The Oil Rigs At Night begins with a barely perceptible intake of breath, steeling up for a confessional, of both being cut and being the one holding the knife. It’s a dark hue that surrounds the relationships of ‘Colfax’, making the urgency of Wichita Ain’t So Far Away all the more startling. Musically it’s the record’s most upbeat cut, but that spectre of loneliness looms in the background, “Your fingerprints on me have begun to fade/I swear/Nothing makes sense without you”

The album’s geography is as rich as its inhabitants, a patchwork of streets and cities revealed. On ‘Colfax’ Vlautin unfurls a map of neon signs, dive bars and deserts, fractured state lines, the dislocated relationships that span them and broken ones unable to transcend them, an album whose spatial reach extends from the American West to the Middle East.

Hope and regret live hand in hand in the record’s grooves. The same mistakes are repeated time and time again on He Told Her The City Was Killing Him, where the only things that change are the locations, the old wounds healed to be replaced by new, and the years that pass. Boone begins with “My whole life can be seen in one scene” on State Line and spans a lifetime in a song, lamenting the inability to escape from circumstance. Sandman’s Coming seems a judicious choice of cover then, with Randy Newman’s observation that “It’s a great big dirty world/If they say it ain’t they’re lying” sitting well amongst Vlautin’s vignettes.

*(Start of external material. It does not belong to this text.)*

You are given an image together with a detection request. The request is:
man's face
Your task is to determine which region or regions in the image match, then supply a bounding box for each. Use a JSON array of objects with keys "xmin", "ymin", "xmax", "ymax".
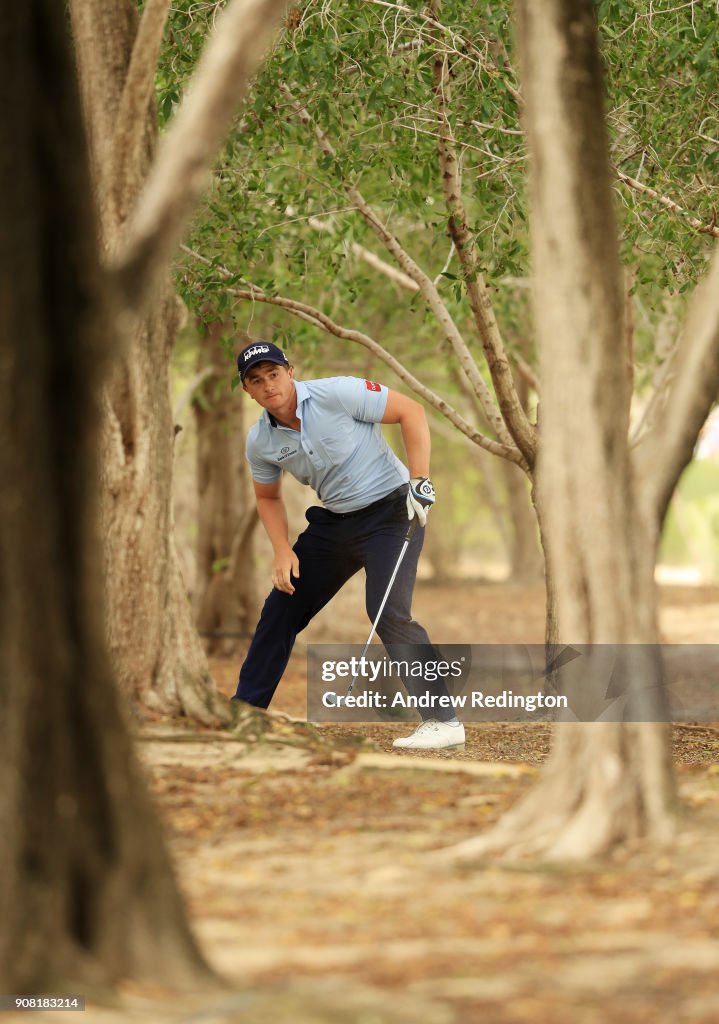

Friday night fever only hints at so much more on I Won’t Slip Up; Boone’s voice exudes a weariness of inevitability, of the same ill-judged paths chosen time and again (“I get so tired of people always worrying about me”). It’s a testament to Vlautin’s craft that entire biographies only hinted at by some auxiliary character sketches are conjured in the mind, here not just of the pleading protagonist, but of the person her empty promises fall upon.

Similarly, when Boone sings “Don’t you mess around with me” on I Got My Shadows it’s both defiant warning and weary plea in the same breath. It’s on these numbers that Vlautin and Boone’s partnership hits its most sublime, soulful marks, and not least on Colfax Avenue. The song details a sister looking for her younger brother, an Iraq war vet, in the late night haunts along Colfax Avenue. It’s almost unbearably poignant (“He’s just a kid who’s seen too much/He’s just a kid”), yet graced with the swooning, grand lift of the band.

And The Delines are a fully formed band, not just a vehicle for Boone’s voice and Vlautin’s vision. The Decemberists’ Jenny Conlee enriches on keys and Freddy Trujillo similarly on bass. Vlautin’s Richmond Fontaine colleague Sean Oldham provides that gentle soul punch on drums, while Tucker Jackson’s pedal steel is the majestic, emotive mainstay that sings in solidarity with Boone – the Portland ringers Vlautin speaks of. With ‘Colfax’ the bar has been raised all round, a stunning collection of tragic realism and late-night country soul.